Following are 8 things I suggest you reflect upon should you desire to continue to develop as a leader:

  1. Never Stop Learning: I’ve never understood leaders who make heavy investments in personal and professional development early in their careers, who then go on to make only minimal investments in learning once they have reached the C-suite. Learning and development are lifelong endeavors. The learning journey doesn’t come to an end just because you reach a certain station in life – or at least it shouldn’t.
  2. Context Matters: Just as life is not static, neither is the environment you work in. Leadership isn’t a one-size-fits-all endeavor. The best leaders apply their craft contextually based upon the needs of those whom they serve. If you don’t know how to nuance your leadership skills you will simply miss opportunities others won’t.
  3. Be Kind: People go out of their way to help those whom they like. Likewise most people won’t lift a finger to help those they don’t care for. Smart leaders are purposed to build into those they lead. They understand leadership success is found by ensuring those they lead are better off for being led by them. Self-serving, arrogant, or belittling behavior may feed your ego, but it doesn’t serve your best interests as a leader.
  4. Surrender: A leader simply operates at their best when they understand their ability to influence is much more fruitful than their attempt to control. Here’s the thing – the purpose of leadership is not to shine the spotlight on yourself, but to unlock the potential of others so they can in turn shine the spotlight on countless more. Control is about power – not leadership. Surrender allows a leader to get out of their own way and focus on adding value to those they serve. Forget span of control and think span of influence.

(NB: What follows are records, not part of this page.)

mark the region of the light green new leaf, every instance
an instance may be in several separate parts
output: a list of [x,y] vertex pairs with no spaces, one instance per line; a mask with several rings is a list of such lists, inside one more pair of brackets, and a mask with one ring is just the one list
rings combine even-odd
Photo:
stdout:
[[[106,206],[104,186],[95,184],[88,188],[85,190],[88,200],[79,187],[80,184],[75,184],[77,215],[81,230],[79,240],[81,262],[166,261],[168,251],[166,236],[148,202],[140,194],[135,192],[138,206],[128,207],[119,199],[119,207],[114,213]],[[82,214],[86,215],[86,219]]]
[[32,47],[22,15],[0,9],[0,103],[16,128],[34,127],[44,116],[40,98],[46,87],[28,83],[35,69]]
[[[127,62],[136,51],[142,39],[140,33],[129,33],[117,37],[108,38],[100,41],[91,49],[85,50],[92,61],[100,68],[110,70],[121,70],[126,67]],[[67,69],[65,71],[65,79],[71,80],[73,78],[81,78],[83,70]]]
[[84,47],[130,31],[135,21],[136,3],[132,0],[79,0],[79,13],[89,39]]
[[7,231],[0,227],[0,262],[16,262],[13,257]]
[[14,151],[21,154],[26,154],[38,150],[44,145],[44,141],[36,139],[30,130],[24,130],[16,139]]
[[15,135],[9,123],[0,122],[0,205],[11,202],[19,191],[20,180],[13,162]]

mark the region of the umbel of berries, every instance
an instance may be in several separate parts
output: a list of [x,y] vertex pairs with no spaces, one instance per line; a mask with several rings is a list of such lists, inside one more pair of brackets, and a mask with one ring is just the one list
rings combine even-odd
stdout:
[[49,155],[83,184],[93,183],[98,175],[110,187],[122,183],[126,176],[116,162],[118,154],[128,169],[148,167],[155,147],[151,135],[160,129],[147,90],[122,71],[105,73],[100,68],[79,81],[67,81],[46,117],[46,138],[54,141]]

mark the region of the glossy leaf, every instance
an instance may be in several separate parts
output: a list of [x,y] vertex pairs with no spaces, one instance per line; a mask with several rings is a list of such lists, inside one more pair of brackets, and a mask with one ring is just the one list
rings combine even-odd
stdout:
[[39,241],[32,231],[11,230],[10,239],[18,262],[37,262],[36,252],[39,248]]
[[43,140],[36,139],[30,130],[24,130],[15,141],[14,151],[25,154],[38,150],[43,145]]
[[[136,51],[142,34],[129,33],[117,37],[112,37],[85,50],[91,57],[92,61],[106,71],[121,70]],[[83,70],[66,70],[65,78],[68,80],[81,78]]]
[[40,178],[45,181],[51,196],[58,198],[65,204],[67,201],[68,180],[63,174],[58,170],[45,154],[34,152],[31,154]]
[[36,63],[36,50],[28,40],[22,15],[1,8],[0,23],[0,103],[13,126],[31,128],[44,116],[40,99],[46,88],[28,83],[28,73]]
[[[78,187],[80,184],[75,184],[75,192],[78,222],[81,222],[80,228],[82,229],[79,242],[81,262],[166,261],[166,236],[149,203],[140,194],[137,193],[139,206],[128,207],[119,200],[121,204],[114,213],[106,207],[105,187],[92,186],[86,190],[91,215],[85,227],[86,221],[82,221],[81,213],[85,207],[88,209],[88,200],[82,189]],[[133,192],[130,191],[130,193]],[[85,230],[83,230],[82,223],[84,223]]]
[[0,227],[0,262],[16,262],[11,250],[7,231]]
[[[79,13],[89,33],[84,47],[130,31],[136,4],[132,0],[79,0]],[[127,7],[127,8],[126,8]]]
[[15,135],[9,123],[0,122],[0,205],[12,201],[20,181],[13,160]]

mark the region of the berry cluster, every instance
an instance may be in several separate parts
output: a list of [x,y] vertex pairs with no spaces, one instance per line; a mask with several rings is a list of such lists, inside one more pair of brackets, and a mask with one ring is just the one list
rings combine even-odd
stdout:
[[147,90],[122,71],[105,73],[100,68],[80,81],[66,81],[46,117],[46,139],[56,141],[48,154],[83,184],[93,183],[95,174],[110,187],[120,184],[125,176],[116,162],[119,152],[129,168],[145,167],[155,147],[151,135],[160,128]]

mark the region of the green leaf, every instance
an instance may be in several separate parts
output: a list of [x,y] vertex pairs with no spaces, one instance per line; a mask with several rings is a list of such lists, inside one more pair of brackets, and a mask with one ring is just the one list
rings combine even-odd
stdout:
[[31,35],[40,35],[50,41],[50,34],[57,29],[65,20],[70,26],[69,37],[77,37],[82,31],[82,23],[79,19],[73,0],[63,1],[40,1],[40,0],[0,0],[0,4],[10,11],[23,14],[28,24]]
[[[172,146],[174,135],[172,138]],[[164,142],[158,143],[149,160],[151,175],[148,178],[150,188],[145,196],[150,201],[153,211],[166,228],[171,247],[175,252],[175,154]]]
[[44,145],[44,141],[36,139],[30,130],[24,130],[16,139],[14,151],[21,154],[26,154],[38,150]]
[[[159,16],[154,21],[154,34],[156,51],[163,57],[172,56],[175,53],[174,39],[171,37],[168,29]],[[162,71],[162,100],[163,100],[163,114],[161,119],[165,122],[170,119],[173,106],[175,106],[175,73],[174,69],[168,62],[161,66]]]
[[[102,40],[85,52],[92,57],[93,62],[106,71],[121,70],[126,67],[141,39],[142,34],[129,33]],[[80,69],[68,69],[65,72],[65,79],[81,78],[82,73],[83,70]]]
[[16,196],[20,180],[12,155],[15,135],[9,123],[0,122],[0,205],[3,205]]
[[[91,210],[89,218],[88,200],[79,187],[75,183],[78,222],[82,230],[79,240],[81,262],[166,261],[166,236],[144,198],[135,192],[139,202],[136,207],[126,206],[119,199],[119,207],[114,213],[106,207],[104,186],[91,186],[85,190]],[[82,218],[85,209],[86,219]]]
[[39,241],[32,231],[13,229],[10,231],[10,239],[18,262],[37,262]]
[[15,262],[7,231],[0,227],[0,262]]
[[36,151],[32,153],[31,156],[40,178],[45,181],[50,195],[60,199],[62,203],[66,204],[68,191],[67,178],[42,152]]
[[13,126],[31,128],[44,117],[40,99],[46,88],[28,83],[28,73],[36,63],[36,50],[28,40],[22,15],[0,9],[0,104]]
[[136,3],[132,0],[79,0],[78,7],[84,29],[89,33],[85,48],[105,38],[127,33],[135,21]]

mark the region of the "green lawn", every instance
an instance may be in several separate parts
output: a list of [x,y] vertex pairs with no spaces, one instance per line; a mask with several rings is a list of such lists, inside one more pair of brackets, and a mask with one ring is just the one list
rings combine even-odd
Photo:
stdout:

  5. Begin the Process of Unlearning: Just as important as learning is shedding the emotional and intellectual baggage trapping you in the past. Human nature causes most of us to hold onto wrong, unhealthy, or outdated ideas, concepts, thoughts, feelings or practices. The fastest way to become a better leader is to challenge your own logic. If you’re really serious about finding the flaws in your thinking, ask others to help you identify gaps or faults, and then listen very carefully to what they share with you.
  6. Likeability Matters: While becoming a great leader shouldn’t be reduced to a popularity contest, the fact is most great leaders are both well liked and respected. They have the full faith and trust of their stakeholders, and possess strong positive relationships across constituencies. What do you reflect, and what do people see in you? If you are not well liked and respected then you will have consistent, self-imposed obstacles placed in your path that inhibit your ability to be an effective leader. Ask yourself this question – If an election for CEO were held today, would your stakeholders re-elect you in a landslide victory? If not, why not?

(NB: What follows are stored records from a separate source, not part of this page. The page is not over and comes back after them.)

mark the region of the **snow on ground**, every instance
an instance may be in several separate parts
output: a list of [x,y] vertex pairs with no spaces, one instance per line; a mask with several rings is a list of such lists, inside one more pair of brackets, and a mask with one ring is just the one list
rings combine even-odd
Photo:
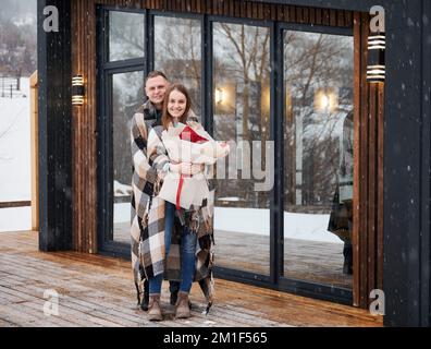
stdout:
[[[335,234],[327,230],[329,216],[284,212],[284,238],[343,243]],[[130,217],[130,203],[114,205],[114,224],[128,222]],[[214,228],[269,236],[270,212],[261,208],[216,207]]]
[[[25,97],[0,97],[1,202],[29,201],[32,196],[28,79],[21,80],[21,89]],[[30,229],[32,217],[27,210],[29,207],[0,209],[0,231]]]

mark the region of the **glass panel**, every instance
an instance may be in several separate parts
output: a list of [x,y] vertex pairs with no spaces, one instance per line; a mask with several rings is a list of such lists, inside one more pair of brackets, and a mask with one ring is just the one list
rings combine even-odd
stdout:
[[270,273],[272,184],[259,188],[271,179],[257,171],[273,167],[264,146],[270,132],[269,43],[268,28],[213,24],[214,139],[232,142],[225,165],[234,163],[225,171],[219,161],[217,169],[217,260],[223,267],[263,275]]
[[144,57],[144,14],[109,12],[109,60]]
[[284,275],[346,288],[353,76],[353,37],[284,33]]
[[144,101],[144,72],[112,75],[113,240],[130,243],[131,119]]
[[155,16],[155,69],[188,88],[192,108],[200,116],[200,21]]

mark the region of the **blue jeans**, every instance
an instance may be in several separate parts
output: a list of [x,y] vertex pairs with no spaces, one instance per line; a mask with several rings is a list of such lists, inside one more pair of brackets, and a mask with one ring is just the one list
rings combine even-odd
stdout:
[[[168,257],[171,249],[171,237],[175,218],[175,205],[169,202],[165,203],[164,208],[164,250],[165,257]],[[181,233],[181,284],[180,291],[189,293],[193,278],[195,276],[195,250],[197,236],[183,227]],[[161,285],[163,281],[163,274],[159,274],[149,278],[149,293],[160,294]]]

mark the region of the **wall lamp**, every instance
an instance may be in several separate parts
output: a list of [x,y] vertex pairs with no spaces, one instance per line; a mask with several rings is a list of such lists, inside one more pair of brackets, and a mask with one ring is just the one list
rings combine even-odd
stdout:
[[84,105],[84,76],[76,75],[72,77],[72,105],[82,106]]
[[216,88],[214,99],[216,99],[216,103],[217,103],[218,105],[221,104],[221,103],[223,103],[223,99],[224,99],[223,89],[221,89],[221,88]]
[[367,81],[370,83],[384,82],[385,48],[386,48],[386,40],[384,33],[373,34],[368,37]]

  7. Attract Don’t Repel: If people see you coming and quickly run the other way, you have a leadership problem. If people shy away from you versus clamor for your attention, you need to work on your leadership.The simple truth is people strongly desire to work with and for great leaders. Great CEOs are talent magnets…people want to be led by those who have much to offer. If you struggle with recruiting, team building, and leadership development your leadership skills are in need of improvement.
  8. Results: Great leaders produce great outcomes. If you have vision, strategy, talent, culture, or performance problems you have a leadership problem. Remember, businesses don’t fail – leaders do.

Becoming a better leader isn’t difficult, but it does take effort. It requires you to place humility above hubris, and to place a higher value on truth than you do on your ability to rationalize and justify your thinking. It means placing more emphasis on the right outcome than being right. I’d encourage you to view yourself as a lifelong student of leadership more than a master of leadership – it will serve you and those you lead well.